実用書というよりは、伝記的、物語的に読むことができましたが、内容自体は非常に実用的です。ページ数は300を超えますが、最も重要な部分のみを掬読しようというのであれば、タイトルで示しているように10の原則さえ汲み取れば実用書としての役割は終わります。最後に「リーダーの原則」という付録の枠を設けており、そちらでは箇条書きで彼の伝えたい36のリーダーの原則が述べられています。
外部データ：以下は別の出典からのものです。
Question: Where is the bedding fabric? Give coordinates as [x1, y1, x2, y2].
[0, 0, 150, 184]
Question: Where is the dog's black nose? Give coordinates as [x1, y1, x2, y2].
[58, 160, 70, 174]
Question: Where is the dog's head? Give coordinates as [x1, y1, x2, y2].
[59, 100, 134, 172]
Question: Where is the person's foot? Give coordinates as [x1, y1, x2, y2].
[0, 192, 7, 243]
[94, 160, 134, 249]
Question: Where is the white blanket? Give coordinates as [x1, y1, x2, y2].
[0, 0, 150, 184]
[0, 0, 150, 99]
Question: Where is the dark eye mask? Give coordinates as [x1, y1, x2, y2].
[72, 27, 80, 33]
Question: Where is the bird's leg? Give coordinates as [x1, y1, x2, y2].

付録の中で私が特に重要だと感じたのは、「自分が失敗をしたら失敗を認め責任を取ること」「その仕事ができるのは自分だけだと思い込んではいけない」「はじめのうちに期待をさせ、後でそれを裏切ることがないように、最初から自分の立場を明確にすること」「自分が何者かをしっかりと理解し自分を過信しないこと」の4点です。勿論読者によって重要だと思う内容は変わるでしょう。著者は、全編を通して周囲の人々への敬意を忘れないことを非常に重要視しています。彼が伝えたいのは、仕事をする上で最も重要なことは「誠実な人間である」ということなのだと思います。

例え誠実であっても、能力が足らなければその人は仕事を任せるに値しません。しかし、同じ能力を持っているならばより誠実な人間と仕事をすべきだと多くの人が思うのではないでしょうか。そして彼の人生において、能力を持っていて失敗しないコツは誠実であることでした。

私は著者のような能力を持っているわけでも会社を導くような立場にあるわけでも、そうなりたいと思っているわけでもありません。しかし、彼が説いているのは社会人の基本の基本であり、共同体に属する人間ならば読んで損することはないはずです。非常にお勧めできる本でした。